The weight is creeping back on. We don't have a lot of junk food in the house - in fact, very little junk food in the house. I just have unfettered access to my oven and a LOT of time on my hands. I've been doing a lot of sitting in front of the computer with the job hunt. So, yesterday I started running.

I don't know if the few hundred meters I ran yesterday and today would really count as a proper run, but I was out of breath and my heart rate was increased. It's a start.

I could do with some improved lung function, improved resting heart rate, and weight loss so I am going to try to get out and run every day. I'm starting with short distances. When I can manage these short distances without gasping for air, I'll lengthen the distance.

Polly loves the faster paced dog walk. She thinks the improved speed is fantastic.

I have stepped on the scales and dragged out the measuring tape. I'm not going to tell you what I weigh or how big around the various measurements are . . . .that info is for my eyes only. I will however let you know if these measurements change.

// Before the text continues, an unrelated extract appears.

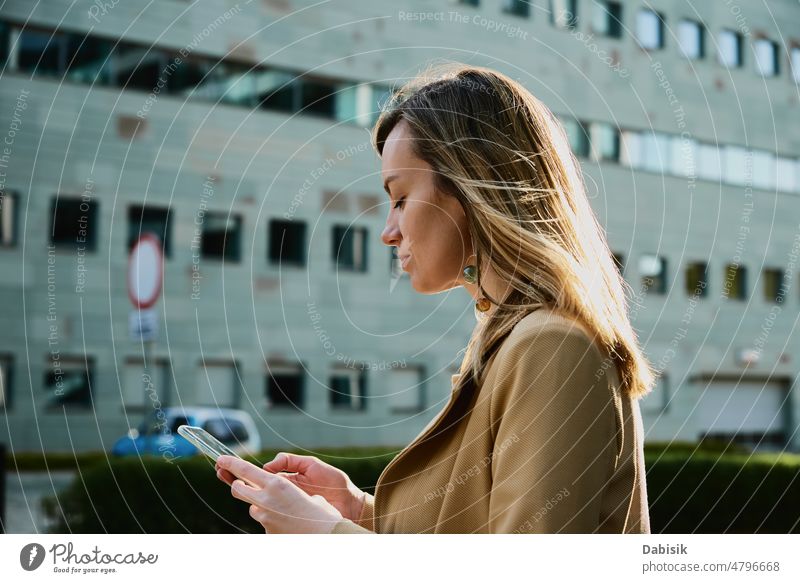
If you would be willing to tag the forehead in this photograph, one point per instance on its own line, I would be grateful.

My first goal is to get to my neighbour's place and back. Baby steps people baby steps!

Sunday, April 04, 2010


We've been having nice weather today. There has been a bit of sun, no wind and mild temperatures. The bird table has seen some action. In fact, I think I'll have to refill things over there tomorrow morning.
The peanuts were the big favourite today. We had a couple of siskins visit. They're pretty little birds. They remind me a bit of the winter version of American goldfinches.

Saturday, April 03, 2010

Knowing When to Quit

The large houseplant - Jade plant or Crassula ovata - that I had taken from my neighbour is gone. It really was too far gone.It spent the first couple of days in my house dropping it's shrivelling leaves across the tiles. Any time a person walked by they ran the risk of snapping more leaves or even small branches off this poor plant. I gave it a trim, cutting back all the shrivelled succulent branches. There was a BIT of hope. One branch was not shrivelled and the four leaves that clung to it were quite healthy looking. There were even signs that new leaves were forming at that spot. In the end it was a huge plant with four leaves on it. I didn't want to wait more months to see if it would sprout from other areas and I took the decision to chuck it out.
I am glad of the decision I made. If I had some nostalgic or sentimental reason for keeping it, I would have kept it alive and indeed brought it back from the brink. But there was none of that, so out it went! The plant isn't gone completely, I had a cutting from this plant a few years ago when it was in its full and vibrant glory. This scion is growing away quite well and will soon reach the size that the parent plant was.

I am glad that the jade plant is gone. It took up a lot of space and was quite ugly. The space vacated by the old rescue plant was very quickly filled. A new rescue plant has taken its place this week. It is commonly called a Cheese Plant - after Swiss Cheese due to the holes in the leaves - Monstera deliciosa.

This beauty was sharing office space with The Man of the Place. When he was told that he was moving his office to another floor, this neglected specimen was left alone . . .It got sparing amounts of attention and from the rootbound looks of things, I bet it has been sitting in the same soil for well over a decade.

I took it out of the pot, knocked out some of the potting soil. The old potting soil didn't smell all that fresh and a bit moldy. I suspect that the plant had been overwatered and the soil allowed to get rank at one point. New potting soil was put in the bottom of the pot and more new material went on top of the root ball. The soil on the top of the root ball will work its way down as I water it.
As it is a very large plant, maneuvering it out of its pot was a very physical job. I managed to snap a bit of it off (Sorry plant!). The bit that snapped off had a number of arial roots and I've just potted it up using the pot from the recently vacated jade plant. With all the new soil, regular care and lots of sun, this new specimen will flourish! I'm really looking forward to seeing some new leaves.